The pros and cons of eDRAM/ESRAM in next-gen

It's a nice story, but from bkilian's info the change from 4GB to 8GB came late. Late 2011.

The particular quantities are immaterial. bkilian's version of events doesn't really disagree with the thrust of Arwin's argument: that MS made what they thought was a safe bet on more, slower RAM. That is undeniable irrespective of when final decisions were made about the final amounts.
 
ESRAM is very good for bandwidth heavy and/or latency sensitive read&modify&write operations (such as alpha blending) where the working set doesn't fit inside the GPU L2 or ROP caches.

Last week I profiled a heavy snowstorm scene (so many particles that you can't almost see anything but snow). In this particular scene Xbox One is very fast indeed. So if your game is filled with HDR particles (using traditional pixel shader based particle blending) inclusion of ESRAM was the perfect hardware decision for you.

For the future (compute shader gather / conservative rasterization) based particle rendering solutions memory bandwidth is not an issue anymore (since the blending occurs inside the thread-shared memory). A particle renderer like this would run happily over DDR3 (even on integrated laptop GPUs). Fast memory doesn't benefit it much at all.
 
What I'm wondering is a scenario where you put 32MB (or a partial amount of that) of data in ESRAM, leave it there and use it over and over for a certain time, and also pull out of DDR3 simultaneously. Can you achieve a lot of bandwidth? And how relevant is this usage model? And of course there would be many "mix n match" scenarios, where one could presumably see a benefit (some transferring in/out of ESRAM, but also using some repeat data out of ESRAM).
This was exactly the kind of thing sebbbi used to love talking about, until platform warriors drove him off like they did to so many other devs who used to post much more frequently here. :rolleyes:

Edit:
LOL, I guess I should read all new posts before chiming in. Hey sebbbi, thanks for sharing!
 
As far as I'm concerned, this thread is spent. ES/DRAM provides a BW advantage at a given cost with the compromise of software complexity and difficulty using that BW. Given the way RAM is progressing, it looks like ES/DRAM are dead-ends for future hardware, meaning the subject ends with this generation where it's not really doing much. Plotting the importance of ES/DRAM over time, it has steadily declined from great back in the PS2 and GC to provide high BW otherwise unobtainable, to irrelevant now and going forwards.

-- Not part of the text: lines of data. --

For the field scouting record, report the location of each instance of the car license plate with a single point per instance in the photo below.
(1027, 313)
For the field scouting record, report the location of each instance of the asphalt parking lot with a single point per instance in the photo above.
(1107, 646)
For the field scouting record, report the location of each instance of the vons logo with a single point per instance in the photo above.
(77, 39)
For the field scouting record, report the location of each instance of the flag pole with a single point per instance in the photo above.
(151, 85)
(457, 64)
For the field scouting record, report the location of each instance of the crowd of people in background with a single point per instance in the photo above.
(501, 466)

Yea =( This was just one of my more enjoyable threads to read, this and the older DX11.2+ one were fun to follow. I just tried poking the embers to see if there is anything really left exploring here. Sebbbi added a nice touch there at the end, though future methods of said particle effects would run well on DDR3 as well.

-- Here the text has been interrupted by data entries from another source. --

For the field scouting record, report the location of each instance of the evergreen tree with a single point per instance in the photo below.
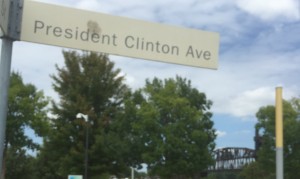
(170, 128)
(87, 84)
(26, 110)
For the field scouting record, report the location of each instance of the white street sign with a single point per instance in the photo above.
(79, 29)
(4, 13)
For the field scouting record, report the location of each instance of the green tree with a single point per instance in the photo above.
(170, 124)
(26, 110)
(291, 127)
(87, 84)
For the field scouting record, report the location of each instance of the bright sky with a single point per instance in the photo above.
(259, 50)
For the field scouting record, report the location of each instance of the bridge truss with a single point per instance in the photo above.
(231, 159)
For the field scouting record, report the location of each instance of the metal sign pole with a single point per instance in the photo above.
(5, 64)
(279, 134)
(11, 12)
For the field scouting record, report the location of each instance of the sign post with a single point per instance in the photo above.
(279, 134)
(4, 13)
(10, 11)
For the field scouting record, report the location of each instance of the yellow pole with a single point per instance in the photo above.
(279, 134)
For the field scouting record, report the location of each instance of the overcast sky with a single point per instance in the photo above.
(259, 50)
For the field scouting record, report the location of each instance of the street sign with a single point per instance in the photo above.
(74, 176)
(4, 13)
(79, 29)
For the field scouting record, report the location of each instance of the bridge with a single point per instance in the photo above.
(231, 159)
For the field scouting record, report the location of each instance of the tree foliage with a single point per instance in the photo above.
(26, 110)
(87, 84)
(171, 127)
(266, 162)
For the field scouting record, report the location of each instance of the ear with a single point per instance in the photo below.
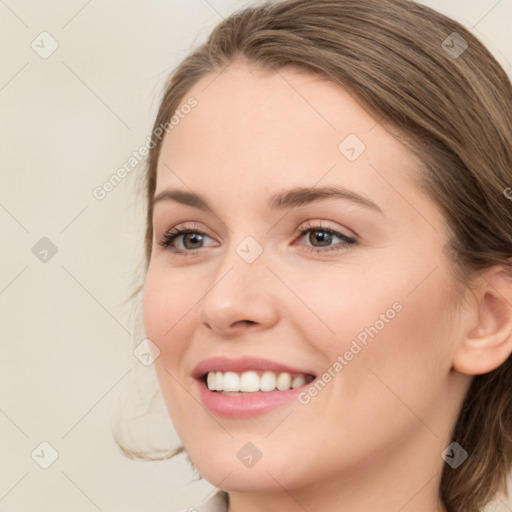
(487, 337)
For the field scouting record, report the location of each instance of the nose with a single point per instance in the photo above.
(240, 295)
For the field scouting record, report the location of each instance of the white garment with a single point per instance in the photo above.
(216, 503)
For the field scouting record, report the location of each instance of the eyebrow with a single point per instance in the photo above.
(292, 198)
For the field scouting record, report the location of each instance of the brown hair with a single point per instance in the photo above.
(453, 110)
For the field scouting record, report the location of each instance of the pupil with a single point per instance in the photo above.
(322, 238)
(191, 235)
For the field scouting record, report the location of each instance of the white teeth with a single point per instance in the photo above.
(231, 382)
(250, 381)
(284, 382)
(298, 381)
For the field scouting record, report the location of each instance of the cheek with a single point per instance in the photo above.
(166, 308)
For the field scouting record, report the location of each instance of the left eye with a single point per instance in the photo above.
(193, 236)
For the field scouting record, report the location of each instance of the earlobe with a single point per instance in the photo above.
(487, 341)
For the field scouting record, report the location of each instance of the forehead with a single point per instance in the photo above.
(255, 130)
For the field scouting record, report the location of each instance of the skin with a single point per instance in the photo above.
(372, 438)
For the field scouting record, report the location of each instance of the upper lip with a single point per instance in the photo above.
(242, 364)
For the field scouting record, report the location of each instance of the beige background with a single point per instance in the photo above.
(68, 122)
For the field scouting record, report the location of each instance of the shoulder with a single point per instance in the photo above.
(216, 503)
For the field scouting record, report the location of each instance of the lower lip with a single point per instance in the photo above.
(245, 406)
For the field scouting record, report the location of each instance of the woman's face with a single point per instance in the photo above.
(371, 314)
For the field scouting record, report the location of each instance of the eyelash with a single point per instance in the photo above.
(170, 236)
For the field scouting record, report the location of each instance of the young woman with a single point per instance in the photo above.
(329, 253)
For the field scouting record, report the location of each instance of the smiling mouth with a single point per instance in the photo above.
(254, 381)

Which, granted is something for X1 in particular; if one could context particle rendering in DDR3 and while letting the rest of the GPU do something with esram.

As many have eluded the stacked 3D RAM coming in 2016 would make this architecture obsolete as HBM obtains all the physical benefits of centralizing and increases both bandwidth and size.
 
ESRAM is very good for bandwidth heavy and/or latency sensitive read&modify&write operations (such as alpha blending) where the working set doesn't fit inside the GPU L2 or ROP caches.

I'm unsure of the bounds on what you can provide, but did you profile an alpha blending or other latency-sensitive operation case that would fall outside the ROP caches but was also not bandwidth-heavy enough to overload the DDR3 bus, then comparing if it is retargeted to ESRAM?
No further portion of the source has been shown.